Maritime disputes tribunal now has a Chinese member, many call it ‘Fox in the Henhouse’
ITLOS is an intergovernmental body under UNCLOS and consists of 21 judges and makes maritime rules for the international community to follow
Chinese Ambassador to Hungary Duan Jielong has been elected as a member of the International Tribunal for the Law of the Sea (ITLOS), a development that many were apprehensive about.
As soon as the declaration was made, the Chinese media started to pat the ‘international community’s’ back calling it a ‘slap in the face’ of the United States, while many others criticised the move calling Chinese Ambassador’s selection like ‘a fox in the hen house.’
Duan Jielong, currently serving China’s Ambassador to Hungary was on August 24 elected as one of the six members of ITLOS, in the first round of voting by the States Parties to the UN Convention on the Law of the Sea (UNCLOS). The election happened on the seven vacant seats of ITLOS.
The six other members included representatives of Malta, Italy, Chile, Cameroon and Ukraine. Voting on one remaining seat is yet to take place between Jamaica and Brazil.
ITLOS is an intergovernmental body under UNCLOS and consists of 21 judges. The tribunal makes maritime rules for the international community to follow.
Chinese state-run news agency Xinhua took to Twitter to break the news. It wrote, “Chinese Ambassador to Hungary Duan Jielong elected member of international tribunal for law of the sea.”
China’s Global Times started praising the international community saying that the selection reflects ‘the international community’s recognition of China’s claims and actions on maritime issues.’ It also called the move ‘a slap in the face’ of the US.
On the other hand, the selection of Duan did not go down well with many others who called it a shameless move pointing out China’s violation of the 2016 South China Sea ruling by the UNCLOS tribunal.
Collin Koh, research fellow at the Singapore-based S Rajaratnam School of International Studies took to Twitter and wrote, “An affront to UNCLOS given how Beijing, a State Party, unashamedly thumbs its nose at the award of 2016 on the SCS.”
An affront to UNCLOS given how Beijing, a State Party, unashamedly thumbs its nose at the award of 2016 on the SCS. https://t.co/6ioIo922OI— Collin Koh (@CollinSLKoh) August 25, 2020
Other statements on Twitter included one by the Indo-Pacific News which wrote, “Nothing less than shameless!!! It’s like electing a thief to be a judge. #China, the country that still violates the 2016 #SouthChinaSea ruling by the UNCLOS tribunal, got elected to the tribunal.”

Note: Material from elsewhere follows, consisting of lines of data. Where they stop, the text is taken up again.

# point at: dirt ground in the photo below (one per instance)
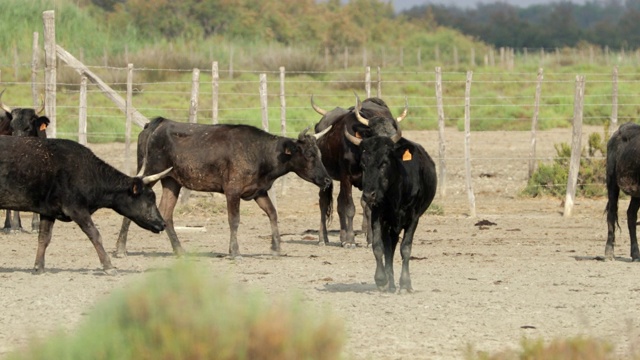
(533, 274)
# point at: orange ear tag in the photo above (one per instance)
(406, 156)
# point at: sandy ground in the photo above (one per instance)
(532, 274)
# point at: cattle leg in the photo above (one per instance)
(44, 238)
(632, 218)
(16, 224)
(35, 222)
(405, 251)
(267, 206)
(378, 252)
(121, 244)
(390, 240)
(346, 212)
(325, 196)
(613, 192)
(366, 221)
(12, 222)
(7, 222)
(233, 215)
(89, 228)
(170, 192)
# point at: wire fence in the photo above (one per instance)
(500, 101)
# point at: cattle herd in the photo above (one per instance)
(359, 146)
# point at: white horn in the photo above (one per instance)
(156, 177)
(404, 112)
(321, 133)
(354, 140)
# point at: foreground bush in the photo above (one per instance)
(559, 349)
(178, 314)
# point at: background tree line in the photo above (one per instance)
(612, 23)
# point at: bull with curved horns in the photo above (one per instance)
(22, 122)
(399, 184)
(341, 159)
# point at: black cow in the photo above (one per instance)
(240, 161)
(63, 180)
(341, 158)
(21, 122)
(399, 183)
(623, 173)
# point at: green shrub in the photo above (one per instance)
(551, 179)
(178, 314)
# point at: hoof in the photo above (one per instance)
(179, 252)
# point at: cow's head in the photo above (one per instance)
(303, 157)
(377, 120)
(379, 159)
(139, 204)
(26, 122)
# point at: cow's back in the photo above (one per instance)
(37, 174)
(206, 157)
(623, 150)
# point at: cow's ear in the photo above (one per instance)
(289, 148)
(42, 123)
(136, 186)
(361, 131)
(404, 153)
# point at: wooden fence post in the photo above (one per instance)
(613, 124)
(215, 88)
(79, 67)
(129, 119)
(265, 125)
(34, 71)
(230, 62)
(367, 81)
(442, 168)
(193, 101)
(283, 103)
(82, 112)
(283, 121)
(16, 64)
(48, 18)
(185, 193)
(576, 147)
(379, 92)
(263, 102)
(467, 144)
(534, 124)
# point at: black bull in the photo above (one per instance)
(399, 185)
(21, 122)
(341, 159)
(623, 173)
(238, 160)
(63, 180)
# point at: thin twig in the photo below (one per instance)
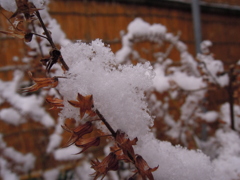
(106, 123)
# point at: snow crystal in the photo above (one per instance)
(11, 116)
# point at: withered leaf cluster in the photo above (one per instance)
(40, 83)
(122, 150)
(85, 105)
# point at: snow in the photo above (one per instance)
(119, 94)
(92, 66)
(187, 82)
(210, 116)
(51, 174)
(174, 162)
(11, 116)
(54, 142)
(9, 5)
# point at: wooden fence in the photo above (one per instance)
(88, 20)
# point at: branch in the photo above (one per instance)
(106, 123)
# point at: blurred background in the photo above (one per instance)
(85, 20)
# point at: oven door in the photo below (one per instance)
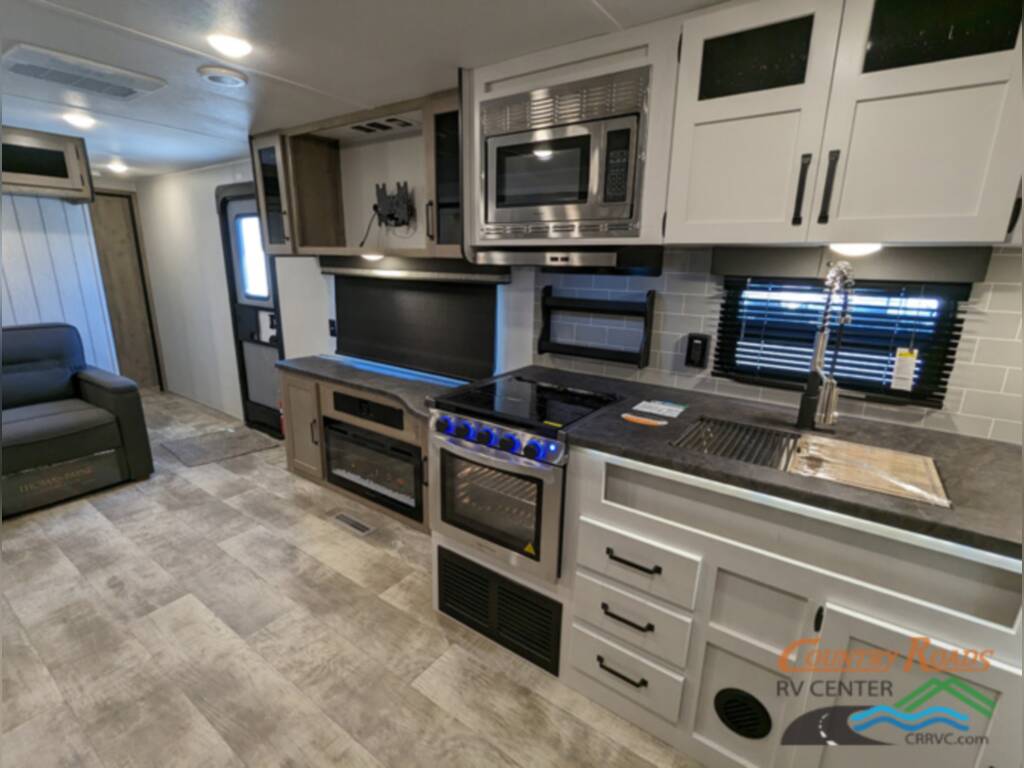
(503, 505)
(567, 174)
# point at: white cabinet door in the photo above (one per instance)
(918, 150)
(933, 717)
(750, 111)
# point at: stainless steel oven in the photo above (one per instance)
(566, 161)
(486, 492)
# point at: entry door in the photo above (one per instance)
(750, 111)
(923, 140)
(118, 247)
(254, 309)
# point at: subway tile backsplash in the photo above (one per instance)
(984, 397)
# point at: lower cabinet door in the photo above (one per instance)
(926, 707)
(628, 673)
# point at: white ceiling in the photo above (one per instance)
(310, 59)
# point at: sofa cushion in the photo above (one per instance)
(39, 363)
(56, 431)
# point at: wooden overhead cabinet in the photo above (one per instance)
(870, 120)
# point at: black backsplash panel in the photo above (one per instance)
(524, 622)
(912, 32)
(770, 56)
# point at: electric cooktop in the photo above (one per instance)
(534, 404)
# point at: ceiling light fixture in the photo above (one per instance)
(79, 120)
(855, 249)
(232, 47)
(223, 77)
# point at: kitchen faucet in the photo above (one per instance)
(819, 403)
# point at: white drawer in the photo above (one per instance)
(651, 686)
(664, 571)
(648, 626)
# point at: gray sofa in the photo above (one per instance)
(68, 428)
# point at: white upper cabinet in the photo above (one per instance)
(903, 119)
(751, 107)
(925, 124)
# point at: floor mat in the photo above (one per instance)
(215, 446)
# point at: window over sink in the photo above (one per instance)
(899, 345)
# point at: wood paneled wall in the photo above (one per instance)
(50, 272)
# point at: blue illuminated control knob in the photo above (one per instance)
(532, 450)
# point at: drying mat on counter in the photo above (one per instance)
(893, 472)
(215, 446)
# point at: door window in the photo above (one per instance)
(911, 32)
(498, 506)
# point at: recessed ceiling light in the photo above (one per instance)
(79, 119)
(222, 76)
(232, 47)
(855, 249)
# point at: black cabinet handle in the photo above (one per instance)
(829, 182)
(641, 683)
(798, 209)
(623, 620)
(652, 570)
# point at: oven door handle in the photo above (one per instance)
(548, 473)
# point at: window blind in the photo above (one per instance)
(767, 328)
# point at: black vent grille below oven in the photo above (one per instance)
(524, 622)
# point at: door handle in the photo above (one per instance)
(623, 620)
(652, 570)
(798, 209)
(829, 182)
(641, 683)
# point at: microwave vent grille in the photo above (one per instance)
(609, 95)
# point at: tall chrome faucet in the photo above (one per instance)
(819, 404)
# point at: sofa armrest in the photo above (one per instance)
(120, 396)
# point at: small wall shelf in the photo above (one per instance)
(643, 309)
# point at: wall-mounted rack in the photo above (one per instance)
(643, 309)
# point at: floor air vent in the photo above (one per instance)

Nothing less than shameless!!!— Indo-Pacific News (@IndoPac_Info) August 25, 2020
It's like electing a thief to be a judge.#China, the country that still violates the 2016 #SouthChinaSea ruling by the UNCLOS tribunal, got elected to the tribunal. https://t.co/Xprz0Kcz0t
The selection was not taken well by many other Twitteratis who used phrases like, ‘pirate to guard the sea,’ ‘fox in the hen house,’ and much more to describe the selection of the Ambassador of such a country that itself violates the rules made by the tribunal.
On July 12, 2016, gave its verdict on the South China Sea Arbitration case brought up by Philippines against China in 2013. It questioned the legality of China’s Nine-Dash line covering most of the South China Sea which China considered ‘historically its’. After three years of hearing, UNCLOS ruled in favour of Philippines. It said that China has ‘no historical rights’ based on the ‘Nine-Dash line.’
China later rejected the ruling by the same tribunal which it is now boasting to be a part of.
The apprehensions related to a Chinese diplomat entering the UN tribunal were already being made since Duan was nominated to be a part of the tribunal between late July and early August.
US Assistant Secretary for State for East Asian and Pacific Affairs, David Stilwell, at an online forum held by Think Tank Centre for Strategic and International Studies in early August had shown his anxiety on the move. According to a CNBC report, he had said, “Electing a PRC official to this body is like hiring an arsonist to help run the Fire Department.”
The development holds its importance in respect of global politics. It has come at a time when the whole world is sharing the anti-China sentiment which makes this selection even more significant.